Sometimes the more able would work with me and sometimes with the TA, but it was always different and I had autonomy to manage my groups as I pleased. But, in some schools, this has changed.
Some schools insist that classes must now sit in mixed-ability pairs for maths. You’re told not to ability group pupils at all. I understand this may be appropriate for the first day. However, after day one, it’s normally clear who the fast learners are, who will need stretching and who will need supporting the next day.
Surely it makes sense to group them together for the next lesson – purely from a class management point of view?
I’ve had personal experience of this recently. I asked my school if I could have the flexibility to move children around, based on their daily learning. The answer was a resounding no. “We don’t set here. We do maths mastery.”

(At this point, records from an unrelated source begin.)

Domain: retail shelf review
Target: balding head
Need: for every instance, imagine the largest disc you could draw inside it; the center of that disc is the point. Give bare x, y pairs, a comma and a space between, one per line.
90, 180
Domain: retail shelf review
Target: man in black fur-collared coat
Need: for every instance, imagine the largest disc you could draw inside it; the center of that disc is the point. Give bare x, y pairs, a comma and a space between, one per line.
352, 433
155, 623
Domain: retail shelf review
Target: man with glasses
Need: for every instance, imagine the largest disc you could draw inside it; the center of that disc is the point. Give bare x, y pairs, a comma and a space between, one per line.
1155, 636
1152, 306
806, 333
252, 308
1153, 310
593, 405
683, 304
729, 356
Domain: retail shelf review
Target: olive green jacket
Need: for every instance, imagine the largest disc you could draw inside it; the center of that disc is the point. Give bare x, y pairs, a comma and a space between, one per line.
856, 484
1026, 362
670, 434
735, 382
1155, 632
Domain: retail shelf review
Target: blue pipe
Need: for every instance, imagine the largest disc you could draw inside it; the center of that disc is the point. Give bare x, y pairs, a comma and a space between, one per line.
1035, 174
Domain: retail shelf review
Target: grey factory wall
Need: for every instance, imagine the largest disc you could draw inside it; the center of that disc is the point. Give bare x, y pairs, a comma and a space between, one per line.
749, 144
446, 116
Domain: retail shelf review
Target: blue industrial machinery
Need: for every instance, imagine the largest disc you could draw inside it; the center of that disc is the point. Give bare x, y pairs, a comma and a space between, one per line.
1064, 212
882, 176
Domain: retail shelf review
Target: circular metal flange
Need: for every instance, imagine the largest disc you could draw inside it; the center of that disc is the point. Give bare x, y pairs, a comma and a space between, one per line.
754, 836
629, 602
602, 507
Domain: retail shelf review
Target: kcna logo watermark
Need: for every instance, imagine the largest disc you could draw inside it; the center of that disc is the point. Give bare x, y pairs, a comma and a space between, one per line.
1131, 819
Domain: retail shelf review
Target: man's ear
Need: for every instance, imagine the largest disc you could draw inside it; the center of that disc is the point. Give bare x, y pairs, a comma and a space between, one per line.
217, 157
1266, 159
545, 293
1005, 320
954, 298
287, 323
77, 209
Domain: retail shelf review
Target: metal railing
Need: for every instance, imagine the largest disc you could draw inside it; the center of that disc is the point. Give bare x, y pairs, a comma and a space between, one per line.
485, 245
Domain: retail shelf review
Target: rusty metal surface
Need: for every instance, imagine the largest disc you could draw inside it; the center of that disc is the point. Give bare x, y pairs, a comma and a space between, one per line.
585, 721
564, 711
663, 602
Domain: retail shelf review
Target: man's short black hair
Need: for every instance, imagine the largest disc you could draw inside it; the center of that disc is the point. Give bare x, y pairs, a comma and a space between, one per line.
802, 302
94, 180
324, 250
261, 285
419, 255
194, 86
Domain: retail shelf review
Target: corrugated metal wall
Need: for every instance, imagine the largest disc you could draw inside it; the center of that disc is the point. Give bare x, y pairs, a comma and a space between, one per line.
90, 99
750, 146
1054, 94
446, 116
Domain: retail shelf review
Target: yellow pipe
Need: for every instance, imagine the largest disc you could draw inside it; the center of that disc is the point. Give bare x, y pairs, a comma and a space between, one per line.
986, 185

Again, I agree with the principles of maths mastery – deepen pupils’ understanding, don’t jump ahead too far – but my question was answered with, “You must stretch children’s learning with individual questions. Ask them to explain. Ask them to reason. Ask them ‘Why?’ They can still sit in mixed-ability pairs.”
I don’t want set groups. That holds children back, I get that. But watching my TA moving from one child to another, giving the same input to each of them, seems like a waste of time. Surely it would be better to have the children who struggled on day one (or even during the lesson) sat together.
These groups would change on a daily basis – they’re not set. It just seems like good teaching to me.
I was told off recently because I’d noticed that seven pupils in my class had understood the properties of angles really quickly. They weren’t all my ‘top’ pupils. I called them to the carpet and extended their learning with some challenges.
They were bouncing ideas off each other and challenging each other. They loved it; I loved it. I left them to it for a bit and checked in on some other children. Apparently, I was told, this is not maths mastery. The children must stay in mixed-ability pairs. Every child must do the same.
The more able (or ‘rapid graspers’, as we’re told to call them) could further their understanding by helping the child next to them who isn’t as quick. “They can explain their thinking to them. This will be great for the rapid graspers – to help them consolidate their learning.”
I also have to teach the whole class the same thing for 25 minutes. It has to be super pacey. I have to challenge individuals with differentiated questions and make sure they all do the task practically first. In addition, I have to ‘ping pong’ sentences with the class, where they repeat what I say.
I’m told to watch countless maths mastery lessons online and everyone has been given numerous articles to read and websites to register with where we can gain access to maths mastery resources. It’s all become very complicated.
I now have a long list of things that I now have to ensure I do in my maths lessons. I get maths mastery but sometimes I feel it is holding back some pupils – and teachers.